Stuck on solving it. Lagrange method didn't seem to help me.

  • What are the definitions of $x$ and $y$? – unseen_rider Aug 14 '16 at 10:54
  • What do you mean by a general solution? Since $f$ and $g$ are not defined explicitly, at most you will be able to get an implicit solution using first order conditions. There may be no solution - you haven't made enough assumptions to guarantee one. – smcc Aug 14 '16 at 10:59
  • @unseen_rider x, y are variables. Say they can get any real value. – Alex Velickiy Aug 14 '16 at 11:21
  • @smcc By general solution I thought of an equation on f, g, B, x, y. And all x,y that apply to this equation are solutions of this optimization problem. – Alex Velickiy Aug 14 '16 at 11:23
  • There may be no solution.

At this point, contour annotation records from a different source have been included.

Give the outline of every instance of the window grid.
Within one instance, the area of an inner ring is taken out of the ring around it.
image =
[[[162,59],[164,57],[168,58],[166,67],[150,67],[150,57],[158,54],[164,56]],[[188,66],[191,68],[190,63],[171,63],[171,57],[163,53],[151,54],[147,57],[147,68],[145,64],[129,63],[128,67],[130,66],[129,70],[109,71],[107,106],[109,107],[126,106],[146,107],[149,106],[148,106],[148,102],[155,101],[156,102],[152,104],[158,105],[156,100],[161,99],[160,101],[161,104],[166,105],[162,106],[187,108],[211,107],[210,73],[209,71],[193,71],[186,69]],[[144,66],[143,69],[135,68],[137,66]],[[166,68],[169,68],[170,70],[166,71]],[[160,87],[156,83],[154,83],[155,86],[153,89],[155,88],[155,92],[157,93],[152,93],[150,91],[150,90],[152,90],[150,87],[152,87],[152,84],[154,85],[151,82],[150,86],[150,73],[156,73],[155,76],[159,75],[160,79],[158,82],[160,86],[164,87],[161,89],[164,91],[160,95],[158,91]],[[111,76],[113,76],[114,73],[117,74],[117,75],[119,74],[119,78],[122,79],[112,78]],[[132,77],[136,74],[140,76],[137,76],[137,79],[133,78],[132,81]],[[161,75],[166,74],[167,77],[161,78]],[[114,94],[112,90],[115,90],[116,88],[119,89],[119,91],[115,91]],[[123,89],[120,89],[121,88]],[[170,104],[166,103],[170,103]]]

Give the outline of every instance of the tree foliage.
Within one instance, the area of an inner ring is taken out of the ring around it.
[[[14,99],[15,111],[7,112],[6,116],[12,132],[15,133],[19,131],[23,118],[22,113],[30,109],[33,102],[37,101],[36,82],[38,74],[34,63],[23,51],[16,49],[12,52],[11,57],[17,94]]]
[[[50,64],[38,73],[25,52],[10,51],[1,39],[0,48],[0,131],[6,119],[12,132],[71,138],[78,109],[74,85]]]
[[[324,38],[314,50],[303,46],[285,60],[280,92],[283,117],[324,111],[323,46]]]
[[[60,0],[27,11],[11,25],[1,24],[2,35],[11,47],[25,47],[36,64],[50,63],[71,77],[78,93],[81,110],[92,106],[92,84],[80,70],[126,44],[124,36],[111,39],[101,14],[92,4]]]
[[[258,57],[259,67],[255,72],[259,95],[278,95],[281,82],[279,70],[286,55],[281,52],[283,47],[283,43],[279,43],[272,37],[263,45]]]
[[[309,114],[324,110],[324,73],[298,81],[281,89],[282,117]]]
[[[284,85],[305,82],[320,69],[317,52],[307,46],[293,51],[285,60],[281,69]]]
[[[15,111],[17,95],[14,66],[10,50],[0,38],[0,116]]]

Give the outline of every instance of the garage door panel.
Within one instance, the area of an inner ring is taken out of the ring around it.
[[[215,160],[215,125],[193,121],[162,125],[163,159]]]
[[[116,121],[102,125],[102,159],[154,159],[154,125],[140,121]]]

Currently we cannot even say there are any $x$ and $y$ that satisfy the constraint. – smcc Aug 14 '16 at 11:26

1 Answers1

2

The Lagrangian for the problem is

$$L(x,y,\lambda)=f(x)+g(y)+\lambda[xf(x)+yg(y)-B]$$

Let us assume that there is a solution of the optimization problem and that it is a critical point of the Lagrangian.

The critical point(s) satisfy:

$$L_x=f'(x)+\lambda[f(x)+xf'(x)]=0\tag{1}$$ $$L_y=g'(y)+\lambda[g(y)+yg'(y)]=0\tag{2}$$ $$L_\lambda=xf(x)+yg(y)-B=0\tag{3}$$


Suppose $\lambda=0$. There may be a critical point satisfying $f'(x)=g'(y)=0$ and $xf(x)+yg(y)=B$.

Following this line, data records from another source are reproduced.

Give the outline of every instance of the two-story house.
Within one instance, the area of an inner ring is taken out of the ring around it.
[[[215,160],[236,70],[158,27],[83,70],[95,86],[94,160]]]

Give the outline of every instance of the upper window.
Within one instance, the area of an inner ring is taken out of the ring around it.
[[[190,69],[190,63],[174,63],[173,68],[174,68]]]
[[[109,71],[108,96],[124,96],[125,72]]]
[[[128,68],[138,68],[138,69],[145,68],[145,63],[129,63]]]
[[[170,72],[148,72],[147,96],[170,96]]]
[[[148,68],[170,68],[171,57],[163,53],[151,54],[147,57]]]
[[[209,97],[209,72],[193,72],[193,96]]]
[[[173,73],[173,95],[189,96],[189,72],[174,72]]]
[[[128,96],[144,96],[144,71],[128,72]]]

Suppose $\lambda\neq 0$. Then rearranging $(1)$ and $(2)$ and dividing the former by the latter, gives

$$\frac{f'(x)}{g'(y)}=\frac{f(x)+xf'(x)}{g(y)+yg'(y)}.$$

Solving for $y$:

$$y=x+\frac{f(x)}{f'(x)}-\frac{g(y)}{g'(y)}$$

Substitute into $(3)$ and solve to get:

$$x=\frac{Bf'(x)g'(y)+g(y)[f'(x)g(y)-f(x)g'(y)]}{[f(x)+g(y)] f'(x)g'(y)}$$

and

$$y=\frac{Bf'(x)g'(y)+f(x)[f(x)g'(y)-f'(x)g(y)]}{[f(x)+g(y)] f'(x)g'(y)}$$

which may be another critical point (assuming I did not divide by zero somewhere).